The novel alternates between Weiner's account of his interactions with the family of Harding's mistress, Rebekah Kinney, and his retelling of her memoir The Price of Love. Historical events are fictionalized to avoid a lawsuit from living members of the president's family.

Weiner is thought to be a closeted homosexual, oblivious to this fact himself. He describes his fascination with Morris dancing, and is more eager to write to his dance troupe than his girlfriend.

==Writing==
Plunket was inspired by Henry James's The Aspern Papers, a novel about the search for a dead poet's letters.

He describes being "obsessed with Warren Harding and his soap opera of a life" and wanting to work this into a fictional narrative.
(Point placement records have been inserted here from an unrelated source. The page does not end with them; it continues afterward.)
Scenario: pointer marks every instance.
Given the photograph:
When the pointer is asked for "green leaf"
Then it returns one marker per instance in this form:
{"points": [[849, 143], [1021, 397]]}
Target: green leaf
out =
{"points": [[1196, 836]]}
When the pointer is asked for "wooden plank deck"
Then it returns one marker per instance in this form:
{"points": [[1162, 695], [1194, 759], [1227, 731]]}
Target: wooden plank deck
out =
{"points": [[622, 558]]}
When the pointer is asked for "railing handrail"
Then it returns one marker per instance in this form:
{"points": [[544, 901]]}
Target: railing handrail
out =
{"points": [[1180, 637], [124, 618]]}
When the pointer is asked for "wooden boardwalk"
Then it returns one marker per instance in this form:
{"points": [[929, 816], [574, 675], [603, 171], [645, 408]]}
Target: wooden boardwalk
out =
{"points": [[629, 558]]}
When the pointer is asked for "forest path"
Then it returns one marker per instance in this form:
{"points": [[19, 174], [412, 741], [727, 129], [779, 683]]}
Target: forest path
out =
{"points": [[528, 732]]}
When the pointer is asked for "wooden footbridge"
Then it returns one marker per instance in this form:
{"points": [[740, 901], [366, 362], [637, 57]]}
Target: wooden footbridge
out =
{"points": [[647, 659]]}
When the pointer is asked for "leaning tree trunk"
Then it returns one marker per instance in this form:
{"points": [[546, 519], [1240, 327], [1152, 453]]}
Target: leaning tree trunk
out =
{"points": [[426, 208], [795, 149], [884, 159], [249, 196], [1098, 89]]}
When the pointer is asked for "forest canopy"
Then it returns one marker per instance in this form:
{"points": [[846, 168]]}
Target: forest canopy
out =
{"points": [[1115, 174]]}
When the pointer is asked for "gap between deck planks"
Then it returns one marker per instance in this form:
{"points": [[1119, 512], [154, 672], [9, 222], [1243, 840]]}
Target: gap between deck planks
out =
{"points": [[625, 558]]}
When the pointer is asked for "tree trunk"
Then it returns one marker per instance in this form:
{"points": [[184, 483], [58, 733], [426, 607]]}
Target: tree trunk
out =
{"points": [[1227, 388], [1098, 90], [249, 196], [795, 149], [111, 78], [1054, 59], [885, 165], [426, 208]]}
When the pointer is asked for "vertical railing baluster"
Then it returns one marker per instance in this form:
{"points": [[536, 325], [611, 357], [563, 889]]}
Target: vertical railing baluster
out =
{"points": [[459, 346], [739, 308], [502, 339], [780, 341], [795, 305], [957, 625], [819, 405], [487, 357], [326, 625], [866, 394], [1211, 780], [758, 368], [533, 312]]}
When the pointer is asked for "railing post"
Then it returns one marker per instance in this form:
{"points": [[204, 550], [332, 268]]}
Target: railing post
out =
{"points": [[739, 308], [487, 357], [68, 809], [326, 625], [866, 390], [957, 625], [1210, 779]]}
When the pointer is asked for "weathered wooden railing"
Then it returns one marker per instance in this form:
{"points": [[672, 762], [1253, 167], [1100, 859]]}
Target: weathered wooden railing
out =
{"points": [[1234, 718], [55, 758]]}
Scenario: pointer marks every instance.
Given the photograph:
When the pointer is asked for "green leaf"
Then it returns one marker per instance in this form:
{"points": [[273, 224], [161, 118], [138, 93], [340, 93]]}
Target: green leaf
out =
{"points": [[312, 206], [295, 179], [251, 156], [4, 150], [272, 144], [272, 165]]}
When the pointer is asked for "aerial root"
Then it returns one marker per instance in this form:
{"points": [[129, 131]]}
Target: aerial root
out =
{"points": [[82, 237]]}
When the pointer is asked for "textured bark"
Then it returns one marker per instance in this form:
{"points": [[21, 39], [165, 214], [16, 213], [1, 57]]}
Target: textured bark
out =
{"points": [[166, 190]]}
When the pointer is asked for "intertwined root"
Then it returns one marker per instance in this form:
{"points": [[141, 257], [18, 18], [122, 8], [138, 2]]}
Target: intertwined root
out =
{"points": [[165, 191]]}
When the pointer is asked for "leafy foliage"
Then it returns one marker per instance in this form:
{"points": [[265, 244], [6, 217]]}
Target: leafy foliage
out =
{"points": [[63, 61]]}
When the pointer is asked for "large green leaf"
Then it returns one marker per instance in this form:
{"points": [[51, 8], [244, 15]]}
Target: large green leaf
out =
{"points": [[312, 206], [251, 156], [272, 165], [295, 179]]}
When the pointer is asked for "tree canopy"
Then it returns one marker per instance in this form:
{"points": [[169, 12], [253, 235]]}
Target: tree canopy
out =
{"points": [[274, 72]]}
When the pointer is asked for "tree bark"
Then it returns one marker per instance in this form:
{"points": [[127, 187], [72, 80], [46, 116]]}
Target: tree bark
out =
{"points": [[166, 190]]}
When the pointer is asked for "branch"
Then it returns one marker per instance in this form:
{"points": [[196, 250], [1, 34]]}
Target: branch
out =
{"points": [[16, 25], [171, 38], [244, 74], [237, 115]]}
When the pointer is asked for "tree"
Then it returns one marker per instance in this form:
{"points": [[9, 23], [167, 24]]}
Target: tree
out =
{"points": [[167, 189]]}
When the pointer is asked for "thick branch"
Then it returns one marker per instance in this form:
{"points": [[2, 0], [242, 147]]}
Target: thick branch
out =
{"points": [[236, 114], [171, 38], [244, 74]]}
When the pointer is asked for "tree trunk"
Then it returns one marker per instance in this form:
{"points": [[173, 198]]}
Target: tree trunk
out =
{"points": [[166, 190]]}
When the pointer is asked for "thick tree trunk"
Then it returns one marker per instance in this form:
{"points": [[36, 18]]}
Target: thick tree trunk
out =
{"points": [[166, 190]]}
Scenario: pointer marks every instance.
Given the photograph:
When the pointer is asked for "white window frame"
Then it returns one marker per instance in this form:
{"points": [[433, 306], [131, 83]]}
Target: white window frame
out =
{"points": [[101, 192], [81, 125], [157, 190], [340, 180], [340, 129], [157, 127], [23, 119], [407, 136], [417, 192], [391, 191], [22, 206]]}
In 1927, one of Harding's lovers, Nan Britton, wrote a best selling autobiography about their affair titled The President's Daughter. Having read this "Nabokovian" memoir, Plunket fictionalized Britton as Rebekah Kinney, the calculating and ambitious mistress of the president.

On his fascination with Britton, Plunket says;

I tracked Nan, now an old lady, to an address near Los Angeles where she may or may not have been living and I would drive by her house endlessly, hoping she’d come out on the porch, wondering if that was her Chevy in the driveway, speculating about her family. I didn’t want to meet her. I just wanted to see where she lived—the true hallmark of a stalker.This behaviour mirrors that of the novel's protagonist, historian Elliot Weiner.

== Influence ==
Seinfeld co-creator Larry David has named My Search For Warren Harding as his favourite novel, and is known to recommend it to his staff writers. Plunket claims the book inspired Elaine's iconic dancing.
Weiner's girlfriend, Pam, is described dancing;She is one of those people who ‘abandon’ themselves to the beat, clapping their hands over their head and emitting little yelps. To make matters worse, she studied modern dance in college and thus considers herself a Movement Expert. The thing she does—I can only describe them as Martha Graham routines. Her arms fly out into space, she makes sudden turns, then she half-squats, her head flung back in ecstasy.

== Reception ==
Time magazine described the novel as " a riotous debut: The Aspern Papers somehow performed by the Brothers Marx".